Fluid pipeline transportation is not only used in the power industry, but also in metallurgy, coal, petroleum, chemical, building materials, machinery and other industries. When the pipe is transported with large grinding material (such as ash residue, pulverized coal, mineral fine powder, tailings cement, etc., there is a problem of fast abrasion of pipe, especially the bending pipe wear fast; when conveying a strong corrosive gas, liquid or solid in the pipeline, there is a problem that the pipeline is corroded and destroyed quickly. When conveying the material with high temperature in the pipeline, there are some problems such as the price of heat-resisting steel pipe is very expensive. The internal liner ceramic wear-resistant steel pipe market, these problems are solved.

SHS Self-Burning Ceramic Composite Pipe Characteristics

Self-propagating High-temperature Synthesis technology of corundum ceramic composite steel pipe utilizes "SHS" technology composite, a national High-tech "863" project originally promoted by the national metallurgical Industry Department and Ministry of Electricity.
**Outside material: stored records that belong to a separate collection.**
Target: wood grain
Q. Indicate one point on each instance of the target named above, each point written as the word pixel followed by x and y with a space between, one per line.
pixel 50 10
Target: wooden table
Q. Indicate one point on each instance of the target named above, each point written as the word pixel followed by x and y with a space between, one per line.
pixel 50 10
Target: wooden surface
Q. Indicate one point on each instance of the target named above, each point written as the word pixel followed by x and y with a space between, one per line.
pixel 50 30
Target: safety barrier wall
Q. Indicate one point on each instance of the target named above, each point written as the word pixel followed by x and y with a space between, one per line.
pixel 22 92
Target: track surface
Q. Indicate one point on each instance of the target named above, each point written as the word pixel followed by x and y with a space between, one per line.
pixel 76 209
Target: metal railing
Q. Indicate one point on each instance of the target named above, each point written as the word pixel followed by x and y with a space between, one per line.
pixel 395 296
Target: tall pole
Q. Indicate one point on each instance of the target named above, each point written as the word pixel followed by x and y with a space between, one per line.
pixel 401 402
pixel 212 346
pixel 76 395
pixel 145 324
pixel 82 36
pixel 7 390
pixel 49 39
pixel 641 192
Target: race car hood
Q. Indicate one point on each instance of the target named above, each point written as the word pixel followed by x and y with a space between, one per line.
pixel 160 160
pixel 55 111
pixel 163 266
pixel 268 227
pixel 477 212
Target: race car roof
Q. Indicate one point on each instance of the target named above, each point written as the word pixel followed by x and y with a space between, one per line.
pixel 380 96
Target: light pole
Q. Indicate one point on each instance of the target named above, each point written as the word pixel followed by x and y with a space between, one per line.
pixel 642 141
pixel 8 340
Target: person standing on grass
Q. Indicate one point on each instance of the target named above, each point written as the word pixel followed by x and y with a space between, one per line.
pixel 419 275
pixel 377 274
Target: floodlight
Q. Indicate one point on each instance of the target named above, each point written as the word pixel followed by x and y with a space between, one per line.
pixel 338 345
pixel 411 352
Three-Layer Composite Structure

The tube consists of three parts from inside to outside: ceramic (corundum) layer, transition layer, and steel layer, creating a durable composite structure.

Excellent Wear Resistance

Corundum ceramic (α-Al₂O₃) with Mohs hardness of 9.0, equivalent to HRC90+. Wear life is 10-20 times longer than hardened steel, confirmed by industrial operation.

Low Operating Resistance

Smooth inner surface with drag coefficient of 0.0193, better than any metal pipe. Reduces operating costs and improves flow efficiency.

Corrosion & Anti-Scaling

Neutral α-Al₂O₃ ceramic layer resists acid, alkali, and seawater corrosion while preventing scale buildup.

Temperature & Heat Resistance

Operates normally in temperature range of -50°C to 700°C. Linear expansion coefficient of 6-8 × 10⁻⁶/°C, about 1/2 of steel pipe.

Low Project Cost

50% lighter than cast stone pipes, 20-30% lighter than wear-resistant alloy pipes. Project cost reduced by about 20% compared to wear-resistant alloy pipes.